After the crucifixion, resurrection and ascension of Jesus, His Apostles began to spread the message he left throughout Israel and shortly thereafter, through the Roman empire. One of these Apostles, James (the Greater), reportedly travelled as far as west of Spain to the village of Saragossa in north east of Spain. While James was there, he became disheartened because of the failure of his mission. Tradition holds that while he was deep in prayer the Blessed Mother appeared to him and gave him a small wooden statue of herself and a column of jasper and instructed him to build a church in her honor:
“This place is to be my house, and this image and column shall be the title and altar of the temple that you shall build.”
The jasper column and the wooden statue can still be seen on special occasions at a church that houses them.

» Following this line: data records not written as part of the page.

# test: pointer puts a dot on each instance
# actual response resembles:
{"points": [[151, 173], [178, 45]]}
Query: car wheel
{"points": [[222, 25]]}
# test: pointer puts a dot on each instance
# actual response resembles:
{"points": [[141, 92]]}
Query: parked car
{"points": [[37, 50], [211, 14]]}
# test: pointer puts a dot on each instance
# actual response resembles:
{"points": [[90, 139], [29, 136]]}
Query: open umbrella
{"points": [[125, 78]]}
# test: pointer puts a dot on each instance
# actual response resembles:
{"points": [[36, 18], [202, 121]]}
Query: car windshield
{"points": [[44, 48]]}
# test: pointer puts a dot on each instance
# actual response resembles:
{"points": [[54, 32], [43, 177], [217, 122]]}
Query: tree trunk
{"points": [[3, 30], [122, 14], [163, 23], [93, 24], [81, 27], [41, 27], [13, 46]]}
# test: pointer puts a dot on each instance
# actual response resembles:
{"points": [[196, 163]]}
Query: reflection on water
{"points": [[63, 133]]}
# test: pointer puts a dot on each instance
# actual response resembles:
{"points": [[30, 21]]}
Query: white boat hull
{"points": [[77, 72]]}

About a year after the apparition James arranged to build a small chapel in the Blessed Mother’s honor, the first Church ever dedicated to the honor of the Virgin Mary. After James returned to Jerusalem, he was executed by Herod Agrippa in about 44 AD, the first apostle to be martyred for his faith. Several of his disciples took his body and returned it for final burial in Spain. The local queen, observing several of the miracles performed by James’ disciples, converted to Christianity and permitted his body to be buried in a local field. Eight centuries later, a cathedral in honor of St. James was erected after his gravesite was rediscovered by a local hermit. The hermit found the burial site after noticing an unusual star formation. The site for the cathedral was called Compostella (starry field) and it is a major pilgrimage site to this day.